Metabonomic Stratification of Fatty Liver Disease

Lead Research Organisation: Imperial College London
Department Name: Metabolism, Digestion and Reproduction


Non-alcoholic Fatty Liver Disease (NAFLD) refers to a spectrum of liver damage that progressively develops in four main stages and is characterized by the accumulation of excess fat in the liver. It is thought to affect 20 - 30% of western countries' population with an increasing worldwide prevalence. The exact pathogenesis of NAFLD remains incompletely understood.

In recent years the effect of the gut microbiome on liver function has been extensively studied and several gut-metabolic biomarkers have been correlated to the development of Non-alcoholic Steatohepatitis (NASH), the second stage of NAFLD. These metabolic signatures include imbalances in aromatic amino acids (AAA), branch-chain amino acids (BAA) and phenylacetic acid (PAA), which has been found to prompt the hepatic steatosis phenotype by a human-to-mouse Faecal Microbiota Transplantation (FMT).

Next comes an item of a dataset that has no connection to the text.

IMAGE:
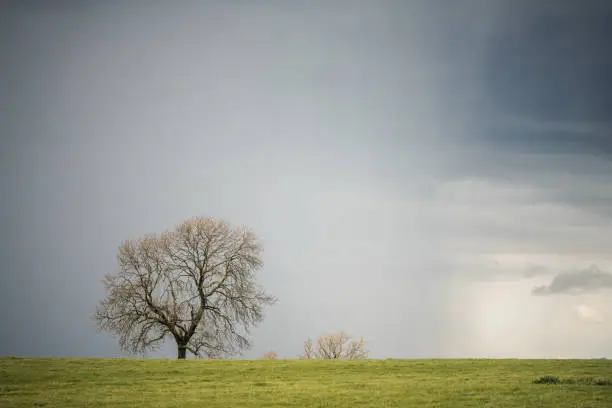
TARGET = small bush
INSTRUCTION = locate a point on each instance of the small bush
(547, 379)
(270, 355)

Understanding the contribution of the metabolites produced by the gut microbiome to NASH could allow for the development of precision microbiome-targeted therapies. However, the exact molecular mechanistic links of the gut microbiome to disease progression and pathogenesis in NAFLD remain elusive. A novel approach to treat or prevent NASH may involve extensive molecular phenotyping of the microbiome for the prediction of susceptibility to NASH in patients followed by the manipulation of the gut microbiota.

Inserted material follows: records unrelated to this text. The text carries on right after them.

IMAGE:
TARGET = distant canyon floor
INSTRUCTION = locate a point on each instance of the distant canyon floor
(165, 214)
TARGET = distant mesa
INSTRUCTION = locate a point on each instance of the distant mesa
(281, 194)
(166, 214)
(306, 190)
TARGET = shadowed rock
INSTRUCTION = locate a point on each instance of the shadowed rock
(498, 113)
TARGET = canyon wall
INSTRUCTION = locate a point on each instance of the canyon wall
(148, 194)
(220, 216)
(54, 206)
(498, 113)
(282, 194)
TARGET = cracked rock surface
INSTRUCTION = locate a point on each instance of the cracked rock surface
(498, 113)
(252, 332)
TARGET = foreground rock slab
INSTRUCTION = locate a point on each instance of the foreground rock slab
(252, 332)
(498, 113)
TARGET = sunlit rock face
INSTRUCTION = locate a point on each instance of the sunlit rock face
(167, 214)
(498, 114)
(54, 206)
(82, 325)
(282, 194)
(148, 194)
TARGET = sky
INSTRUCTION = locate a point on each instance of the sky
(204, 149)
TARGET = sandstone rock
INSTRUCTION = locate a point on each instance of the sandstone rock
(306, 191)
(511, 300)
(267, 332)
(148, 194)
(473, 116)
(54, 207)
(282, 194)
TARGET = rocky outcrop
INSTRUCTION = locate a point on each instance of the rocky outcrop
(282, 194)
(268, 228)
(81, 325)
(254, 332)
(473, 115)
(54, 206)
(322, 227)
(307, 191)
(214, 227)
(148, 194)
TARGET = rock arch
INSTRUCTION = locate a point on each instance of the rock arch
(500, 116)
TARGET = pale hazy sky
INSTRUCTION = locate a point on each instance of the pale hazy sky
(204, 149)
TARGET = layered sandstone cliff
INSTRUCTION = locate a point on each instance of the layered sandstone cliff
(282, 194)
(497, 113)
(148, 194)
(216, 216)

There is increasing evidence that microbiome-related interventions in NAFLD such as FMT are promising however there is a lack of well-designed and standardized clinical studies. Nevertheless, until the pathways by which the gut microbiome provokes NASH are identified, the development of microbiome-targeted therapies will be restricted.

These experiments will demonstrate novel gut-microbiome metabolic signature differences between patients with NASH and healthy controls through untargeted metabolomics coupled with statistical analysis and will investigate the effectiveness of FMT as a method of gut-microbiome targeted therapy for NASH patients. This will be carried out by identifying gut-microbiota metabolic biomarkers in healthy individuals to determine the metabolic profile of the ideal donor for FMT and to establish a comprehensive control.

Desirable metabolic signatures of healthy individuals from the AIRWAVE study will be compared with metabolic profiles of NASH patients from the Biobank and the Liver Clinic at St Marys Hospital. Metabolic phenotyping is used for the detection of the most relevant gut-microbiota metabolic biomarkers associated with NASH. This will be facilitated through untargeted metabolic profiling by Nuclear Magnetic Resonance (NMR) spectroscopy and Mass Spectrometry (MS). Untargeted Metabolic Profiling allows for comprehensive analysis of the gut metabolome and the discovery of new associated metabolic biomarkers. Furthermore, the metabolic biomarkers and liver phenotypes of NASH patients post-FMT will be co-analysed and correlated to the FLORINASH dataset through untargeted metagenomics to identify the casual pathways by which the microbiome incites NASH.

In this experiment, it is hypothesised that the metabotype of patients with NASH will be reconditioned to mimic the metabolic phenotype of a healthy control post FMT and further confirmed by in-depth shotgun metagenomic analysis.